Per molto tempo ignorata e ‘snobbata’ dagli studiosi, tanto da essere allontanata all’inizio del Novecento dalle raccolte di Palazzo Pitti e consegnata in deposito esterno, prima alla Prefettura di Pistoia, poi a Firenze alla caserma Baldissera per arredarne le sedi istituzionali, torna visibile nella sala di Berenice all’interno della Galleria Palatina a Firenze, la copia coeva del capolavoro di Caravaggio esposto alla National Gallery of Ireland di Dublino ‘La cattura di Cristo’. L’opera restaurata è diventata anche protagonista di un libro, curato da Gianni Papi e Maria Sframeli (Sillabe), che ne ricostruisce la storia e racconta i dettagli del suo recupero.
La tela originale, spiegano le Gallerie degli Uffizi, fu eseguita dal Merisi nel 1602 per il nobile romano Ciriaco Mattei: a lungo considerata perduta, in anni recenti è stata riconosciuta da molti nel dipinto oggi esposto alla National Gallery of Ireland. La copia tornata ora a Pitti fu realizzata con tecnica sopraffina da un ignoto contemporaneo del maestro: ora, restaurata e sottoposta a studi di esperti e storici dell’arte, riemerge dall’oblio. Dalle ricerche è stato possibile accertarne la provenienza dal castello lorenese di Commercy da cui, ha svelato la lettura degli inventari, arrivarono molti altri quadri ad arricchire le collezioni granducali fiorentine, primo fra tutti uno dei capolavori di Rubens, ‘I quattro filosofi’ (esposto nella Galleria Palatina) la cui origine era rimasta finora nell’ombra.

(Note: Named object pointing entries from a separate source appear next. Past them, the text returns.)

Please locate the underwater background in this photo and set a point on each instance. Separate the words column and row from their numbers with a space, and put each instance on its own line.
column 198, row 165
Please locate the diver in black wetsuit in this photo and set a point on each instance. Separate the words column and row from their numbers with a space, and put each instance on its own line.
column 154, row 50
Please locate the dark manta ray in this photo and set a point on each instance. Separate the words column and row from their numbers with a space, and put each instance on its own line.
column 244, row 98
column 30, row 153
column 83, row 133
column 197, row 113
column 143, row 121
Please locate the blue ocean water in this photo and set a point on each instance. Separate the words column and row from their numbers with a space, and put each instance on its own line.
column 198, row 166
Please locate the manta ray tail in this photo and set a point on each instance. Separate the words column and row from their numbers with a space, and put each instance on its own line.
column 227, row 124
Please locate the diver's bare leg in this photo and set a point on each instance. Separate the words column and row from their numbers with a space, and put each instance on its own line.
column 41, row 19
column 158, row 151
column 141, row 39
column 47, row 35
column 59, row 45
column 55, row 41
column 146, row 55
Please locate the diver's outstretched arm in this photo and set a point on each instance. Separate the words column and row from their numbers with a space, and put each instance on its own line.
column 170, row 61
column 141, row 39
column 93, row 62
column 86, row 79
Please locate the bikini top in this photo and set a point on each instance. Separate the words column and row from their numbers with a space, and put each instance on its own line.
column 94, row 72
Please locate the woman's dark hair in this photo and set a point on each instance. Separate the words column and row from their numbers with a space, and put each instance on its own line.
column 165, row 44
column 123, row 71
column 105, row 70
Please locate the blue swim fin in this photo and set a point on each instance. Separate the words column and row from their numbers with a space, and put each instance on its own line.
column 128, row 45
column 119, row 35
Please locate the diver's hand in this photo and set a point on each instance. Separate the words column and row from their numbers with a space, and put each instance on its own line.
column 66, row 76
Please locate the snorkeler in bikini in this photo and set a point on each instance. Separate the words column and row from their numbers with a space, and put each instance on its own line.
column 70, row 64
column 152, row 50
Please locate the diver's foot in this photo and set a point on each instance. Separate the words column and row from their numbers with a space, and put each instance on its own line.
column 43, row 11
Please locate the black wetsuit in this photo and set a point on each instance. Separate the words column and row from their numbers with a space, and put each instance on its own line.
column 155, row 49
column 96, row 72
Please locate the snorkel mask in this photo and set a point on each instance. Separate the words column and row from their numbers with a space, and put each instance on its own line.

“Una nuova prova della grande generosità e del grande amore per Firenze degli Asburgo-Lorena – spiega il direttore delle Gallerie degli Uffizi Eike Schmidt – i quali, sia con il trasferimento a Firenze di loro opere di assoluto rilievo dalle loro residenze e anche dalla capitale, Vienna, sia attraverso successive campagne di acquisti d’arte, talvolta di intere raccolte nobiliari, incrementarono il valore degli Uffizi e di Palazzo Pitti in maniera rilevante”.